1999: Supreme Court upholds the death sentence of Murugan, Santhan, Perarivalan and Nalini.
 
2000: Nalini’s death penalty is commuted to life by the then Tamil Nadu governor. A public appeal for it had also been made by Sonia Gandhi. 
 
2001: Santhan, Murugan and Perarivalan, submit their mercy pleas to the President of India. Perarivalan in his 2006 autobiography, “An Appeal from the Death Row”, claims “he was implicated in the conspiracy by taking a confession under duress that he bought a battery to make the bomb.”
 
2011: President Pratibha Patil, rejects their mercy petitions after 11 years.
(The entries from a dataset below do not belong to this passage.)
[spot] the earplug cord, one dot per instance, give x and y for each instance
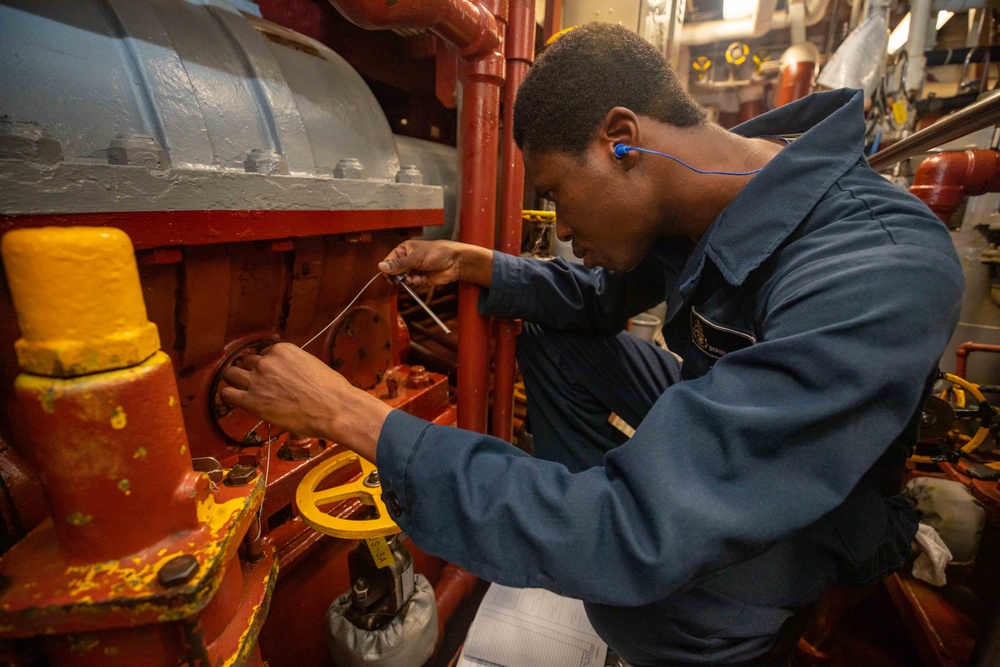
(621, 150)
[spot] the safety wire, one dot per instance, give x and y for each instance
(269, 439)
(320, 333)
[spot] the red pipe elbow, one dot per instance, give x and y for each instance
(944, 179)
(465, 24)
(453, 586)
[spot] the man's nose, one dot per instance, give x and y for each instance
(563, 232)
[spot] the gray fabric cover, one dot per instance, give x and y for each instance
(950, 509)
(406, 642)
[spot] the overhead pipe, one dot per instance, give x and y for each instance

The death row convicts were to be hanged on September 9, 2011, but Madras HC stayed execution orders. Then TN chief minister, J Jayalalithaa, passes resolution seeking commutation of the death sentence.
 
2015: Perarivalan submits a mercy petition to the Tamil Nadu Governor, later moves Supreme Court.
 
2017: The Tamil Nadu government grants parole to Perarivalan, the first after his arrest in 1991.
 
2018: The SC asserts that the Governor has the right to decide on Perarivalan’s remission petition.
 
2018: The then TN CM Edappadi K Palaniswami recommended the release of all seven convicts.
 
2021: SC orders TN to decide, else the court will be forced to release them citing the inordinate delay. 
 
2021: Perarivalan gets out on parole. 
 
March 9, 2022: The Supreme Court grants bail to Perarivalan.
 
May 18, 2022: The Supreme Court orders Perarivalan be released. He is now a free man.